While much remains to be learned about biofilms, a more relevant question for patients might be: what can we do to get rid of them? Paradoxically, the very act of trying to treat a bacterial infection with antibiotics, for example, might cause bacteria that are “planktonic,” or floating, to form biofilms, making them much more difficult to treat, says Sapi. One idea, suggested by SUNY New Paltz biofilm expert Megan Ferguson, is to use microbes such as Bdellovibrio bacteriovorus, which is a bacterium that preys on other bacterium and then propagates itself.  It destroys dangerous biofilms by invading the gram-negative bacteria that make them up (Borrelia are gram-negative) and then, after lysing (or popping) the cell, it invades the close-by neighbors that make up the biofilm.  Related research is ongoing.

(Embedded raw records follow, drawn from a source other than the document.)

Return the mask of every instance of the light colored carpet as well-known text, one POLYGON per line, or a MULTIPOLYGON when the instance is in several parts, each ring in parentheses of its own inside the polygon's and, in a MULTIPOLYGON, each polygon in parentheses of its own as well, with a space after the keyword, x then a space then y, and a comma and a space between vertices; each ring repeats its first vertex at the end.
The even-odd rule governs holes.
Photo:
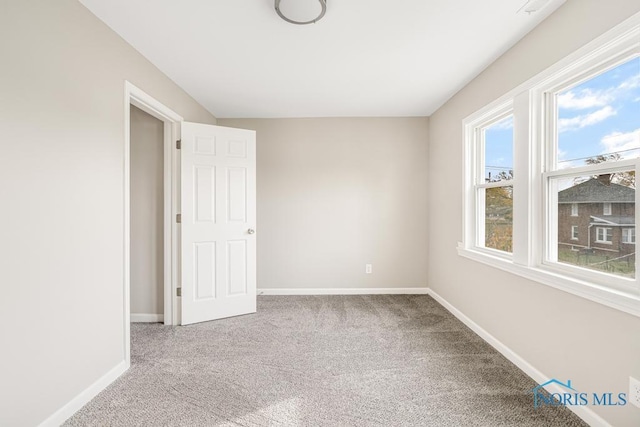
POLYGON ((131 369, 67 426, 583 426, 429 296, 261 296, 133 324, 131 369))

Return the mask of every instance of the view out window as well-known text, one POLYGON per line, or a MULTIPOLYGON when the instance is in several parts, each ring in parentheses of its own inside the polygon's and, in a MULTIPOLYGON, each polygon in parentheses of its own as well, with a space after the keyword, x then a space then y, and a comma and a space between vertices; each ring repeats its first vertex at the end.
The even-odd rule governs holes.
POLYGON ((636 229, 635 228, 623 228, 622 229, 622 243, 627 243, 627 244, 636 243, 636 229))
POLYGON ((477 129, 477 246, 513 251, 513 116, 477 129))
POLYGON ((555 159, 547 165, 549 262, 635 277, 635 251, 619 243, 630 239, 623 226, 635 225, 639 81, 640 59, 633 58, 548 95, 555 117, 549 141, 555 159), (588 225, 577 254, 569 242, 576 239, 569 217, 576 216, 588 225))
POLYGON ((640 317, 640 14, 630 22, 463 120, 458 254, 640 317))

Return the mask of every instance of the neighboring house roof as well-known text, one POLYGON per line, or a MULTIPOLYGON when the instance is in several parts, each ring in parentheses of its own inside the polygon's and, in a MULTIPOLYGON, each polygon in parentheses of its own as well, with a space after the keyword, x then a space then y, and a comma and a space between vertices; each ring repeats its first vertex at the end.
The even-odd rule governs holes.
POLYGON ((558 203, 634 203, 636 190, 620 184, 605 185, 596 178, 558 193, 558 203))
POLYGON ((591 215, 591 219, 593 220, 592 224, 594 225, 635 225, 636 219, 632 216, 593 216, 591 215))

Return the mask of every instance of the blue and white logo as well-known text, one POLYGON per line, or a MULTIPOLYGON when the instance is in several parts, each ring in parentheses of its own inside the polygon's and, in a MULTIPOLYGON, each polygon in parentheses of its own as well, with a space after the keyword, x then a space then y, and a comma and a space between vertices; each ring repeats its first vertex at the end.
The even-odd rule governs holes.
POLYGON ((624 406, 627 404, 626 393, 585 393, 571 386, 571 380, 566 383, 553 378, 544 384, 534 387, 533 406, 624 406), (546 388, 551 386, 561 391, 549 393, 546 388))

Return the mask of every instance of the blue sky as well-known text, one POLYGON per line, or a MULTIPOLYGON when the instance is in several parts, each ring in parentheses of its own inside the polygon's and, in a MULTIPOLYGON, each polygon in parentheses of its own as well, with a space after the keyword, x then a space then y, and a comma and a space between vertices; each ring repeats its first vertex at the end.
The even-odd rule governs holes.
MULTIPOLYGON (((558 93, 558 167, 619 153, 640 156, 640 58, 558 93)), ((509 118, 486 129, 485 177, 513 165, 509 118)), ((515 172, 517 174, 517 171, 515 172)))

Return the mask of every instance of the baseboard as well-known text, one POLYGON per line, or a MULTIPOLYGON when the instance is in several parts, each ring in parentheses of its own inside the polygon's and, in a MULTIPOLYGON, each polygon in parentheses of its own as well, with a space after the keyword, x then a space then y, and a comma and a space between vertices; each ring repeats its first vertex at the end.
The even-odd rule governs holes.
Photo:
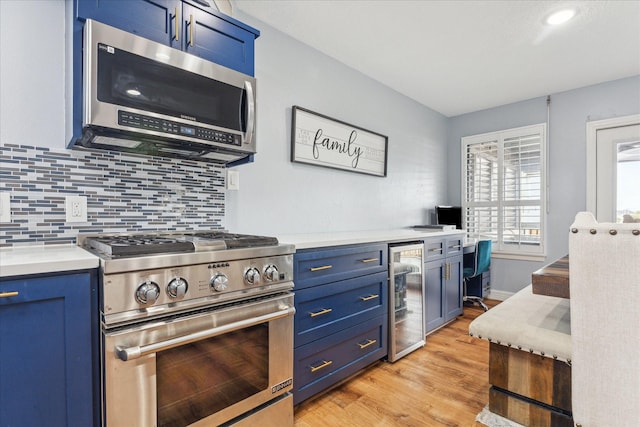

It seems that science has started to nail these little communities of microbe pathogens. There is still much more research to do. According to Costerton, scientific research is advanced by interesting discoveries that excite people.  Perhaps when enough people are excited at the prospect of finally solving the riddle of chronic Lyme disease and other infections, we will have an opportunity to cure chronic antibiotic-resistant forms of this disease and other chronic infections, too.